ASICS America Corp., the sports equipment company with the title sponsorship of this weekend's Los Angeles Marathon, is looking beyond runners.
Instead, the brand is hoping to reel in more athletes in other sports, targeting them in an advertising campaign coming later this year and with a specialized training facility in its new Irvine headquarters.
“We want to continue building equity with athletes who run,” ASICS America Chief Executive Kevin Wulff said, “but we’re expanding our running base to include people who participate in a range of sports.”
ASICS America, which has served as an arm of Japanese parent ASICS since 1977, this year expects to see more than $1 billion in sales for the first time in its history.
If so, its business will have more than doubled in five years. By 2015, the company said, it expects $1.25 billion in revenue.
ASICS derives its name from the Latin phrase anima sana in corpore sano, which translated means “a sound mind in a sound body.”
President Obama has been photographed in the company’s shoes, and the recent Olympics in Sochi, Russia, are expected to help lift sales.
Like many of its rivals, ASICS is benefiting from rising levels of disposable income and swelling interest in health among consumers.
Total U.S. sales for athletic footwear and activewear reached $36 billion in sales from January to August 2013, according to research firm the NPD Group.
Sales in just the footwear category rose 1% during the period from a year earlier, with larger jumps among basketball shoes and casual athletic shoes for men.
The global market -- which includes shoes for running, sports, hiking, backpacking and other activities -- was worth $74.7 billion in 2011, according to a recent report from Transparency Market Research.
By 2018, the industry’s value is expected to reach $84.4 billion, with the Asia-Pacific region holding 41.6% of market share, followed by Europe.
But growth in North America has been slower due to high labor costs, increasingly expensive raw materials and strong competition, according to the report.
ASICS holds more than 12% of the estimated $6.6-billion U.S. running market, behind Nike, which controls 54%, according to data from SportsOneSource.
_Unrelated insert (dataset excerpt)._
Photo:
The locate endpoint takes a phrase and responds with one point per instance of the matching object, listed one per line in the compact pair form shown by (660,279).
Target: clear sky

Adidas is third with less than 11%.
ASICS America said it will finish moving from its current headquarters in Irvine to its new location in the same city by the end of summer or the beginning of fall.
The new 120,000-square-foot site, “a stone’s throw from the Spectrum mall,” will double its predecessor’s space, Wulff said. ASICS is leasing the space from the Irvine Co. for an undisclosed amount.
Nearly 25,000 square feet will be set aside for what ASICS calls its Sports Institute, a facility with full-sized volleyball and basketball courts, areas for speed and agility training and cameras built into some of the floors.
“We’re trying to find things to help increase our visibility within Southern California,” Wulff said.
Hence ASICS’ continued participation in the marathon, which is set to wind its way from Dodger Stadium to the Santa Monica Pier on Sunday. The race is sold out, with 25,000 registered runners.
ASICS said it has a dozen or so employees participating.
To commemorate the event, ASICS is releasing a limited edition version of its GEL-Lyte33 shoe and a small-batch collection of apparel and accessories.
The company is also sending a custom-built treadmill around the city -- with remaining stops at the Los Angeles Convention Center and near the marathon's finish line -- to let Angelenos try their speed against a champion marathoner’s pace.
The machine, equipped with a safety harness, operates at the equivalent of a 4-minute, 50-second mile. ASICS said it will donate $5 per minute logged on the treadmill, up to $26,200, to charity.